After the panel, I discussed this issue with Kenn Cukier of The Economist, who has followed the development of this technology for a while and has a good perspective on how we reached the current state. It seems that the decision to use contactless technology was made without fully understanding its consequences, relying on technical assurances from people who had products to sell. Now that the problems with that decision have become obvious, it’s late in the process and would be expensive and embarrassing to back out. In short, this looks like another flawed technology procurement program.

Proposals like the Cal-INDUCE bill often assume that it’s reasonably easy to monitor network traffic to block certain kinds of data from being transmitted.

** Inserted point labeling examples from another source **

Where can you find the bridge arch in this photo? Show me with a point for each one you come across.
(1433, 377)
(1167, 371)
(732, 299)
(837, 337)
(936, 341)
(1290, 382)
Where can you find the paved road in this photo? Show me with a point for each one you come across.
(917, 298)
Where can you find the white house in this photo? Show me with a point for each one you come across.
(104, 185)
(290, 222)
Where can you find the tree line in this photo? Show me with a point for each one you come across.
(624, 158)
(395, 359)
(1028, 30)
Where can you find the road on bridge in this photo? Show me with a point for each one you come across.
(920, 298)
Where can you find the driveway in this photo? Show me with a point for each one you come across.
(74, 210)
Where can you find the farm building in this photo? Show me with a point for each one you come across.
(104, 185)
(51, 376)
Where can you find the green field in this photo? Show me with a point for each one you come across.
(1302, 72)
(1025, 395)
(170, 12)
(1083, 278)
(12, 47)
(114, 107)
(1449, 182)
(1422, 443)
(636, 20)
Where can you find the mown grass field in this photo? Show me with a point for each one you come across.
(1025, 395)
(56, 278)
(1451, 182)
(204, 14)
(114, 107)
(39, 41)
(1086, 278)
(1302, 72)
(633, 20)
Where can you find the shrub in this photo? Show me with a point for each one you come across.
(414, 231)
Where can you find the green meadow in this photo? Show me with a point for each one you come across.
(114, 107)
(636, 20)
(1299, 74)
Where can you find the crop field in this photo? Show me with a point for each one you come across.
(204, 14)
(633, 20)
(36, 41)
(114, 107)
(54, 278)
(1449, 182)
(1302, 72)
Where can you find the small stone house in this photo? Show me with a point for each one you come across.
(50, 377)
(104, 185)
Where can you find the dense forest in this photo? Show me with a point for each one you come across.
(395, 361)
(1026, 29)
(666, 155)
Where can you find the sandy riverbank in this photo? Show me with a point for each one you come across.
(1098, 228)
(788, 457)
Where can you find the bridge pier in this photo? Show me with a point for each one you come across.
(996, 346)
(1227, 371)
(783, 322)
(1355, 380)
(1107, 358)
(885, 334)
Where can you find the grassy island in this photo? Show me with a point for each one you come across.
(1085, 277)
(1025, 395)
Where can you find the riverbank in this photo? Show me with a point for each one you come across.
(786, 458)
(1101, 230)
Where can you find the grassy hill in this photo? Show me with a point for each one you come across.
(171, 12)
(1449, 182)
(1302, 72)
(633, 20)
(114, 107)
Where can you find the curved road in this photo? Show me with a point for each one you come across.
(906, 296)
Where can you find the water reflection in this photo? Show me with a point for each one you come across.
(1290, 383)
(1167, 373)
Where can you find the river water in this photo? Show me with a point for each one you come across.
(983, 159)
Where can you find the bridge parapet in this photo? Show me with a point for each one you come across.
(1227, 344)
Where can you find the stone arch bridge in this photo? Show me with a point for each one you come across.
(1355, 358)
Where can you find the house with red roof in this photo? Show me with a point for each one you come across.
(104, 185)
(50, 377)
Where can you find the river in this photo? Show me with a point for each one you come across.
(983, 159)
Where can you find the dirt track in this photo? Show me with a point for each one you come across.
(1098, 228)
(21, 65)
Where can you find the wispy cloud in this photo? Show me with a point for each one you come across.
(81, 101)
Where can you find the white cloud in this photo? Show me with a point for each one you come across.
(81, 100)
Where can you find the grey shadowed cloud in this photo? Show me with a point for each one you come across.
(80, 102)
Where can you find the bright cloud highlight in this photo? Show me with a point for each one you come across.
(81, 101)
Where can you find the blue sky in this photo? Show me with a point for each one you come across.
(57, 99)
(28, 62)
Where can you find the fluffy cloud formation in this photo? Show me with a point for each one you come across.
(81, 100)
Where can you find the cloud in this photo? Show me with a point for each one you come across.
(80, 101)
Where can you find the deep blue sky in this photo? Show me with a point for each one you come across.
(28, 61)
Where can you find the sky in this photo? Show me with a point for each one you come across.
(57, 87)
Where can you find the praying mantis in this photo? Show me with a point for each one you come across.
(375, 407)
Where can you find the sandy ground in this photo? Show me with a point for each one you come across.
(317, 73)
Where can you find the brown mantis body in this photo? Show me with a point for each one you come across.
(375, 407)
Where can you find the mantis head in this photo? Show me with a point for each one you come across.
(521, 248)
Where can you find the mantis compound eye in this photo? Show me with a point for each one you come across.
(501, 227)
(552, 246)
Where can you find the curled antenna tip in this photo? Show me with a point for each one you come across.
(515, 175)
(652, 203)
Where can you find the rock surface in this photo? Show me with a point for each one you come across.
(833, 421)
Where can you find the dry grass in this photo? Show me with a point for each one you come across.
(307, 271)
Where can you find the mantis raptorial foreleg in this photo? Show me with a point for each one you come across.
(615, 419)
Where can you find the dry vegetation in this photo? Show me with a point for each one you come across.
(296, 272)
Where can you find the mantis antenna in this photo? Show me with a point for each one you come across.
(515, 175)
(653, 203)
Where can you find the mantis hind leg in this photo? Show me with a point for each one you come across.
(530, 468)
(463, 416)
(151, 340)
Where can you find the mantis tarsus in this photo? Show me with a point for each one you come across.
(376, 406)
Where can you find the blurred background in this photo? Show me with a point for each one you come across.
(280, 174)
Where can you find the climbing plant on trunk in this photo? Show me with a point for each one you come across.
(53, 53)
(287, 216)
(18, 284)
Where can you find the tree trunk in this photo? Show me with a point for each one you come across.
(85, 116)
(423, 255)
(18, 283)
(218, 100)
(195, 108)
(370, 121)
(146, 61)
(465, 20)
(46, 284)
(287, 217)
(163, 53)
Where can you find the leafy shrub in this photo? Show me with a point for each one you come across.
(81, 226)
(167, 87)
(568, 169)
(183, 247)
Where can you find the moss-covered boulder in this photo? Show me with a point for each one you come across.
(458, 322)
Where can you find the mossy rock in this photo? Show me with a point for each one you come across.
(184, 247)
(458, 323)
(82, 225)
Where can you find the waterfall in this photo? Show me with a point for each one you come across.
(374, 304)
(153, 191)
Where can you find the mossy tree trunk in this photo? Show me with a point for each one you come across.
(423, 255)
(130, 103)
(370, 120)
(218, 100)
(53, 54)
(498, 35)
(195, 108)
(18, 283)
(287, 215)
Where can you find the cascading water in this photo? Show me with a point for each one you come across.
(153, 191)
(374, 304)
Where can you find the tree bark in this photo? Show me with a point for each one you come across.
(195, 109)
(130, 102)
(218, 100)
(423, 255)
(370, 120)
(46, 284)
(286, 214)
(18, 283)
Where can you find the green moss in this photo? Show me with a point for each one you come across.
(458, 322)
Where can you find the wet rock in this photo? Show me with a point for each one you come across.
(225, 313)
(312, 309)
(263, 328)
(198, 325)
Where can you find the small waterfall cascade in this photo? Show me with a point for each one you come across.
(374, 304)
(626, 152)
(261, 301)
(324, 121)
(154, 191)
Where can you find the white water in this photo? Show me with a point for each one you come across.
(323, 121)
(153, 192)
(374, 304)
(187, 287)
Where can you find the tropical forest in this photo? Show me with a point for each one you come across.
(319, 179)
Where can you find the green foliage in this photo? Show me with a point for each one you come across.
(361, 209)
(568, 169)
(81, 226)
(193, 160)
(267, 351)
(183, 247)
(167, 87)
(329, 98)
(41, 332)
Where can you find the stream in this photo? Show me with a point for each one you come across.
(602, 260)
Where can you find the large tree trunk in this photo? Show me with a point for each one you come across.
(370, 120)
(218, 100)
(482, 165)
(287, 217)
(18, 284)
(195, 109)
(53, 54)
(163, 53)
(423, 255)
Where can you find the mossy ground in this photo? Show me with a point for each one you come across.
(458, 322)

In fact, there are many simple countermeasures that users can (and do, if pressed) use to avoid monitoring.

As a simple example, here’s an interesting (and well known) technical trick. Suppose Alice has a message M that she wants to send to Bob. We’ll treat M as a number (bearing in mind that any digital message can be thought of as a number). Alice chooses a random number R which has the same number of digits as M. She sends the message R to Bob; then she computes X = M-R, and sends the message X to Bob. Obviously, Bob can add the two messages, R + (M-R), and the sum will be M – the message Alice originally wanted to send him.

[Details, for mathematical purists: all arithmetic is done modulo a large prime P; R is chosen randomly in [0, P-1]. When I say a value “looks random” I mean that it is indistinguishable (in the information-theoretic sense) from a random value.]

Now here’s the cool part: both of the messages that Alice sends look completely random. Obviously R looks random, because Alice generated it randomly. But it turns out that X looks random too. To be more precise: either message by itself looks completely random; only by combining the two messages can any information be extracted.

By this expedient, Alice can foil any network monitor who looks at network messages one at a time. Each individual message looks innocuous, and it is only by storing messages and combining them that a monitor can learn what Alice is really telling Bob. If Alice sends the two messages by different paths, then the monitor has to gather messages from multiple paths, and combine them, to learn what Alice is telling Bob.

It’s easy for Alice to extend this trick, to split her message M into any number of pieces. For example, Alice could split M into five pieces, by generating four random numbers, R1, R2, R3, and R4, and then computing X = M-(R1+R2+R3+R4). Given any four of these five pieces, nothing can be deduced. Only somebody who has all five pieces, and knows to combine them by addition, can extract information. So a monitor has to gather and compare many messages to see what Alice is up to, even though Alice isn’t using encryption.

There are many more technical tricks like this that are easy for Alice and Bob to adopt, but hard for network monitors to cope with. If the monitors want to engage in an arms race, they’ll lose.